Confetti Couscous
By Snoo
Serve this salad chilled or at room temperature. You can prepare the recipe up to a day ahead, but stir in the basil just before serving.
serving size: 1 cup
Cal 271
Fat 10g
Protein 7g
Carb 39g
Fiber 4g
Sodium 453mg
Ingredients
- Ingredients:
- 2 baby eggplants, cut into 1/2-inch-thick slices
- 2 yellow squashes, cut into 1/2-inch-thick slices
- 2 red bell peppers, seeded and cut into quarters
- 1/3 cup extra-virgin olive oil, divided
- 1 teaspoon salt, divided
- 1/2 teaspoon freshly ground black pepper, divided
- 2 cups water
- 1 1/2 cups fat-free, less-sodium chicken broth
- 2 cups uncooked Israeli couscous
- 3 tablespoons red wine vinegar
- 1 1/2 tablespoons Dijon mustard
- 1/2 cup chopped fresh basil
Details
Servings 8
Preparation
Step 1
1. Prepare grill to medium-high heat.
2. Brush eggplant, squash, and bell peppers evenly with 4 teaspoons oil. Sprinkle evenly with 1/4 teaspoon salt and 1/4 teaspoon black pepper. Place vegetables on grill rack; grill 3 minutes on each side or until slightly charred. Cool and chop. Place vegetables in a large bowl.
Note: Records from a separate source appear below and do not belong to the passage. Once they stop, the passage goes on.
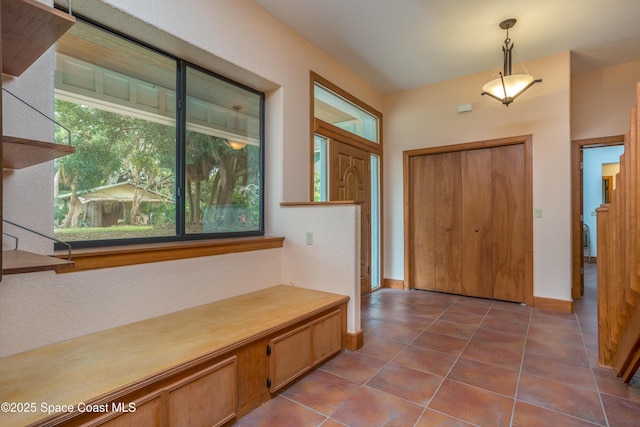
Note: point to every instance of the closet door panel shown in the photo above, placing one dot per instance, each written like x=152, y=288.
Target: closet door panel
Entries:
x=477, y=252
x=422, y=224
x=448, y=233
x=508, y=222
3. Bring 2 cups water and broth to a boil in a medium saucepan. Stir in couscous. Reduce heat, and simmer 8 minutes or until couscous is tender. Drain and rinse with cold water. Add couscous, remaining 3/4 teaspoon salt, and remaining 1/4 teaspoon pepper to vegetable mixture; toss. Combine vinegar and mustard in a medium bowl, stirring well. Gradually add remaining 1/4 cup oil to vinegar mixture, stirring constantly with a whisk. Drizzle vinegar mixture over couscous mixture; toss to coat. Stir in basil.